1996 yılında Türkiye, Avrupa Gümrük Birliğine tabi olduktan sonra, gümrük birliği şartları içinde şöyle bir madde vardı, “2000 yılı itibariyle biz AB’nin otomotiv sektöründeki uyum yasalarına geçiş sağlayacağız”. 2000 yılından itibaren Türkiye’de AB’nin yürütmekte olduğu MARTOY Yönetmeliğine tabi olduk. İlk zamanlar bunun ne olduğunu anlayamadık ve şu an da belki hala anlayamıyoruz, peyderpey çeşitli test kuruluşlarının Türkiye’ye gelmesiyle birlikte, ilk başta Avrupa’da yapılan testlerin Türkiye’de yapılmaya başlanmasını sağladık, bunlar yasal zorunluluklar. Eğer yeni model bir araç üretildiyse satılabilmesi için mutlaka ve mutlaka yasal bir tip onayının alınması gerekiyor. Bu tip onayını genellikle ülkelerin Sanayi Bakanları verir, Türkiye’de de bu yetkinin sahibi Sanayi Bakanlığıdır. Sanayi Bakanlığı, TSE ile bir protokol yaptı ve son birkaç yıldır Sanayi Bakanlığı adına bu işi TSE yürütmektedir. Yasal zorunluluktan kastımız bu ve bunun yanında da her bir araç üzerindeki kullanılan aksam ve sistemlerin de belirli testlerde başarılı olup geçmesi, belgelendirilmesi gerekir.

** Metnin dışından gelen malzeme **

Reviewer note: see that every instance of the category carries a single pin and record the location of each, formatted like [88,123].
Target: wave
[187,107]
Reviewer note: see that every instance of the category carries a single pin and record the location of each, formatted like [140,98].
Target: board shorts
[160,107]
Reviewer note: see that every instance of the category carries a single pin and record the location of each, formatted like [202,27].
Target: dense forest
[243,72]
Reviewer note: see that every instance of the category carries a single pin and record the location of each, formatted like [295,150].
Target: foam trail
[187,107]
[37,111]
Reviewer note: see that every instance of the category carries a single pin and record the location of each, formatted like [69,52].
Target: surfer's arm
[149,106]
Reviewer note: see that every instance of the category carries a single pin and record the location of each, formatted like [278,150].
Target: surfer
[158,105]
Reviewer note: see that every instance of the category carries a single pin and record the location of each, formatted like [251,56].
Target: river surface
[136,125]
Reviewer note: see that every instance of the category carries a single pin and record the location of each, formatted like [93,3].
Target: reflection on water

Kalite yönetim sistemi nedir?
Türkiye’de bilinmeyen veya insanların anlamak istemedikleri konulardan bir tanesidir. Kalite Yönetim Sistemi dediğimiz zaman, bir işletmenin yönetimsel sistemini belirli standartlar altına oturtması ve belirli standartların sağlanması anlamına geliyor. Birde şöyle bir şey var, Üreticiler “ben kalite belgesi aldım” diyor, ne belgesi aldığını sorduğumuzda “İSO 9001 belgesi aldım” diyor ve artık ürettiği her ürünün kaliteli anlamını taşıdığını zannediyorlar, böyle bir şey yok. Sen sistemini kontrol altına almış oluyorsun. ‘’Benim çalışan personelim, yıllık eğitimlerini alıyor, maaşlarını ve ödemelerini zamanında alıyorlar. Bunun dışında benim hammadde alışlarım ve girdilerim kontrol altında, üretim süreçlerim kontrol altında, ürettikten sonra satışım kontrol altında, sattıktan sonra müşterinin kullanım ve müşteriden gelen şikayetler kontrol altında. Gelen müşterinin şikâyetlerinin neler olduğunun izlenebilirliğini sağlayarak o şikayetleri gidermek için iyileştirme çalışmalarım kontrol altında’’diyorsun.

ISO 9001’in ürün kalitesi ile alakası yok. Bunun yanında bir diğer asıl konu ISO 16949 belgesi, bu daha ziyade OEM dediğimiz ana üreticilere parça tedarik eden yan sanayicilerin veya alt sanayicilerin alması gereken bir belgedir. Parçanın kalitesi nasıl ölçülebilir? Ancak ki girdilerini, üretim prosesini, çıktılarını ve ürünün takibini yaparak kaliteye ulaşabilirsin. Kalite yönetim sistemi budur. Kontrolleri 3. bir taraf, akredite olmuş bir kurum, bağımsız bir gözle kontrol eder ve kalite belgesini verebilir. Türkiye’de, TSE, TÜV gibi benzer kurumlar bu belgeleri verebilir.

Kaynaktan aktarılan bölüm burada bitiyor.